Knapp-Hartung	Knapp & Hartung 2003. Replaces z-based CI with t_{k-1}. SE inflated by sqrt(max(1, Q/(k-1))). The floor prevents paradoxical CI narrowing. Critical for k < 20 where z is liberal.
Profile Likelihood CI	Hardy & Thompson 1996. Grid search on profile log-likelihood at 200 points. Typically asymmetric and more accurate than Wald CI for small k. Finds beta where -2logL = -2logL_max + chi-sq.
Leave-One-Out	Recomputes Peto OR omitting each study in turn. Identifies most influential study. Flags significance reversals — critical for fragility assessment.
Influence Diagnostics	Viechtbauer 2010. Cook's distance, DFBETAS, hat values, studentized residuals. Flags studies that disproportionately affect the pooled estimate.
Bayesian Conjugate BB	Beta(1,1) uniform prior per arm. Posterior OR via 10,000 MC draws (seeded PRNG). Reports median + HPD CrI. Handles zero cells naturally — no correction needed.

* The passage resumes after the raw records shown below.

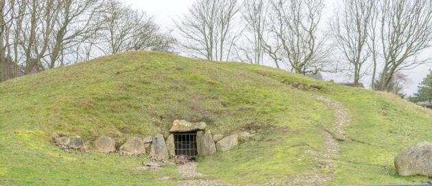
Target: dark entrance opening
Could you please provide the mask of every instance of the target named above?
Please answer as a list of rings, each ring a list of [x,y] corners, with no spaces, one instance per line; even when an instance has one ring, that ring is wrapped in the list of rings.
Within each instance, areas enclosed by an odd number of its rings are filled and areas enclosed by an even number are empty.
[[[197,150],[197,131],[174,133],[174,149],[176,155],[187,155],[195,157]]]

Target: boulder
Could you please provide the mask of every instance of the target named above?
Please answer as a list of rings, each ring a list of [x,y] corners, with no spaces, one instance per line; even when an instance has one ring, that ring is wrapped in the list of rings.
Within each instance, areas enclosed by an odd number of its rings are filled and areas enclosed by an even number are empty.
[[[197,132],[197,150],[203,157],[216,154],[216,146],[210,131]]]
[[[222,140],[224,138],[224,135],[221,134],[215,134],[213,135],[213,142],[217,142],[219,140]]]
[[[408,148],[394,158],[400,176],[432,176],[432,143],[422,142]]]
[[[147,137],[145,137],[145,138],[144,138],[143,141],[145,144],[148,144],[148,143],[151,143],[153,141],[153,139],[152,138],[151,135],[149,135]]]
[[[167,148],[168,148],[168,152],[171,156],[176,155],[176,148],[174,148],[174,135],[170,134],[167,138]]]
[[[190,122],[186,120],[176,120],[173,122],[173,126],[169,129],[170,132],[189,132],[197,130],[204,130],[206,128],[206,123],[204,122]]]
[[[239,144],[239,136],[237,134],[229,135],[222,138],[216,143],[216,148],[218,151],[228,151]]]
[[[81,139],[81,137],[77,135],[69,137],[69,138],[66,141],[66,145],[75,149],[86,148],[82,139]]]
[[[158,134],[153,139],[153,143],[150,147],[150,155],[164,159],[169,158],[165,140],[162,135]]]
[[[115,141],[108,136],[101,136],[93,142],[93,146],[99,152],[109,153],[115,151]]]
[[[248,132],[243,131],[239,135],[239,141],[240,142],[249,142],[249,138],[253,137],[253,134],[250,134]]]
[[[120,152],[129,155],[145,154],[144,142],[141,138],[134,137],[120,146]]]

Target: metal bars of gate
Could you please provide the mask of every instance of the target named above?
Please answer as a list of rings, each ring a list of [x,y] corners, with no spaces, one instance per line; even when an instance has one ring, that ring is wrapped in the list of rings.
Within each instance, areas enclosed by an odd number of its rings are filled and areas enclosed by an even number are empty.
[[[196,132],[174,133],[174,149],[176,155],[195,157],[198,155]]]

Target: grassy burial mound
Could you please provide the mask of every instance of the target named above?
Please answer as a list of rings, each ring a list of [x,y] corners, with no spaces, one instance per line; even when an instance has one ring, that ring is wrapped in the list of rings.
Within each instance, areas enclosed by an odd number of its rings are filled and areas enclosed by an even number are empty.
[[[169,135],[173,121],[204,121],[214,134],[249,142],[197,157],[197,178],[178,165],[137,170],[140,157],[93,149],[106,135]],[[0,185],[353,185],[419,183],[394,158],[432,139],[432,111],[395,96],[261,66],[127,52],[0,83]],[[56,135],[80,135],[70,154]],[[181,169],[179,169],[181,170]]]

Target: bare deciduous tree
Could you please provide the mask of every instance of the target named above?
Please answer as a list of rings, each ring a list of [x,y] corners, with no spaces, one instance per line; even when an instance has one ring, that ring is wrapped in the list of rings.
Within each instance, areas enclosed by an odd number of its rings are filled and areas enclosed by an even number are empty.
[[[348,62],[356,86],[365,75],[362,67],[370,55],[368,40],[374,4],[374,0],[344,1],[331,23],[333,38]]]
[[[130,50],[170,51],[176,42],[171,32],[164,33],[145,12],[134,10],[117,0],[110,0],[102,15],[103,44],[97,45],[105,54]]]
[[[280,41],[291,70],[300,74],[328,70],[331,51],[317,32],[323,1],[279,0],[272,5],[272,31]]]
[[[396,73],[430,62],[417,55],[432,41],[432,1],[381,0],[377,18],[383,61],[380,90],[389,91]]]
[[[246,24],[246,34],[243,34],[245,43],[237,49],[238,57],[242,62],[263,64],[267,5],[264,0],[243,1],[242,20]]]
[[[228,60],[241,29],[235,25],[237,0],[197,0],[176,23],[182,46],[194,57]]]
[[[64,50],[83,42],[99,23],[92,21],[100,13],[101,1],[99,0],[61,1],[59,14],[50,38],[49,60],[47,66],[53,68],[59,57],[63,57]],[[64,64],[60,60],[60,66]]]

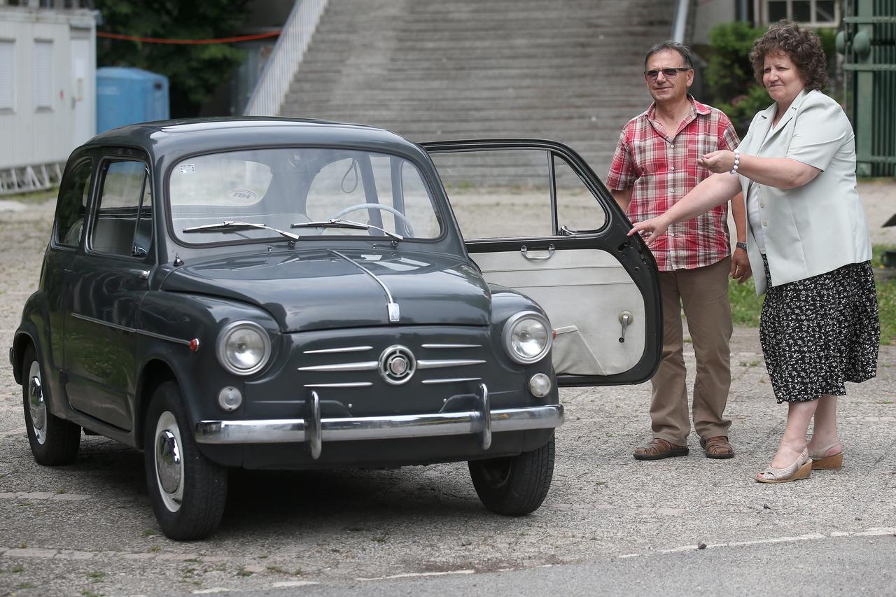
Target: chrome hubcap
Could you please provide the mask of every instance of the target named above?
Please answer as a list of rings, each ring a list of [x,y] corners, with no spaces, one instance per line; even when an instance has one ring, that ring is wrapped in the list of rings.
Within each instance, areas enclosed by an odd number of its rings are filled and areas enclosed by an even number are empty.
[[[174,414],[166,411],[156,423],[156,480],[162,501],[171,512],[180,509],[184,499],[184,462],[180,429]]]
[[[44,390],[40,385],[40,366],[31,363],[28,373],[28,407],[31,413],[31,428],[39,444],[47,441],[47,403]]]

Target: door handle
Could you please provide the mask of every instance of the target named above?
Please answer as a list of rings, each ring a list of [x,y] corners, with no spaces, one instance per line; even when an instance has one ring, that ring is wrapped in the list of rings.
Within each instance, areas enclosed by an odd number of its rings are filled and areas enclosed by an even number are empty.
[[[545,261],[546,259],[550,259],[551,257],[554,256],[554,251],[555,251],[554,245],[549,245],[547,247],[547,255],[537,257],[535,255],[529,255],[529,249],[526,247],[525,245],[520,247],[520,254],[526,259],[529,259],[530,261]]]
[[[625,342],[625,328],[632,324],[634,321],[634,316],[632,315],[631,311],[623,311],[619,314],[619,323],[622,324],[622,335],[619,336],[619,343]]]

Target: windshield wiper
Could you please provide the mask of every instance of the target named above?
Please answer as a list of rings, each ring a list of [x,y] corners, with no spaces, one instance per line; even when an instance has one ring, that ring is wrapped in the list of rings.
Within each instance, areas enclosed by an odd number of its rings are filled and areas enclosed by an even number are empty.
[[[302,221],[297,224],[290,224],[289,228],[348,228],[353,230],[369,230],[370,229],[373,229],[375,230],[379,230],[392,240],[404,240],[404,237],[401,235],[390,232],[389,230],[383,229],[379,226],[365,224],[353,220],[342,220],[341,218],[336,220],[326,220],[323,221]]]
[[[299,237],[297,234],[293,234],[292,232],[287,232],[286,230],[280,230],[272,226],[268,226],[267,224],[254,224],[248,221],[222,221],[220,224],[205,224],[204,226],[194,226],[192,228],[185,228],[182,231],[185,234],[190,232],[227,232],[228,230],[246,230],[246,229],[264,229],[272,230],[281,237],[285,237],[296,242],[298,240]]]

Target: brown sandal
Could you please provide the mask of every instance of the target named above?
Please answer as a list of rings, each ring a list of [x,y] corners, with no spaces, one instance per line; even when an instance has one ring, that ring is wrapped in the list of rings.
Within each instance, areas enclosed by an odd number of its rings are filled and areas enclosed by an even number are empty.
[[[669,456],[686,456],[686,446],[676,446],[659,437],[654,437],[647,446],[634,450],[632,454],[638,460],[661,460]]]
[[[734,448],[727,436],[701,438],[700,447],[703,448],[707,458],[734,458]]]

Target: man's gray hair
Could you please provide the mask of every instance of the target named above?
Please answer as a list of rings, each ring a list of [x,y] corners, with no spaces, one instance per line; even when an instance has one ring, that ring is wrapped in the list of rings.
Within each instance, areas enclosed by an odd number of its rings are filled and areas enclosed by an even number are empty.
[[[644,69],[647,69],[647,61],[650,59],[650,56],[657,52],[662,52],[663,50],[675,50],[681,54],[681,57],[685,59],[685,65],[690,69],[694,69],[694,55],[691,54],[691,48],[685,44],[680,44],[677,41],[672,41],[671,39],[667,39],[666,41],[660,41],[659,44],[653,44],[650,49],[647,50],[647,56],[644,56]]]

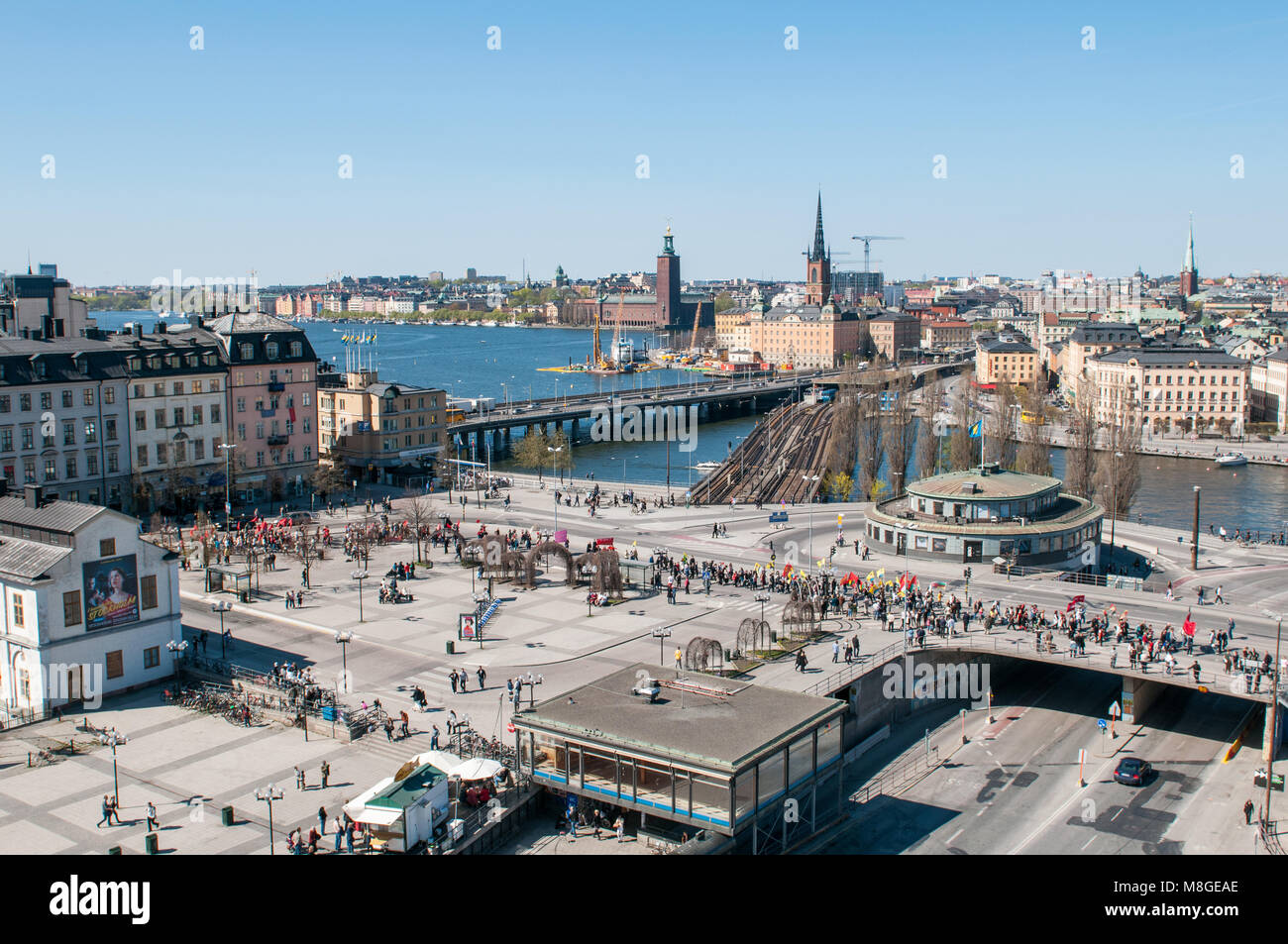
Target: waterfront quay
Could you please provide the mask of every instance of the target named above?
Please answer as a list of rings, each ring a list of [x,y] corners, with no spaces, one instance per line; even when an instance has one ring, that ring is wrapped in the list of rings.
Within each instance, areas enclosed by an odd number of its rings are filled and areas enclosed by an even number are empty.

Clopper-Pearson CI	Exact binomial CI for individual study rates. Lower: qbeta(alpha/2, x, n-x+1). More conservative than Wald but correct for small counts.
Galbraith Plot	Radial plot: 1/SE vs logOR/SE. Slope = pooled logOR. Outliers outside 95% band are heterogeneity drivers. Complements the funnel plot.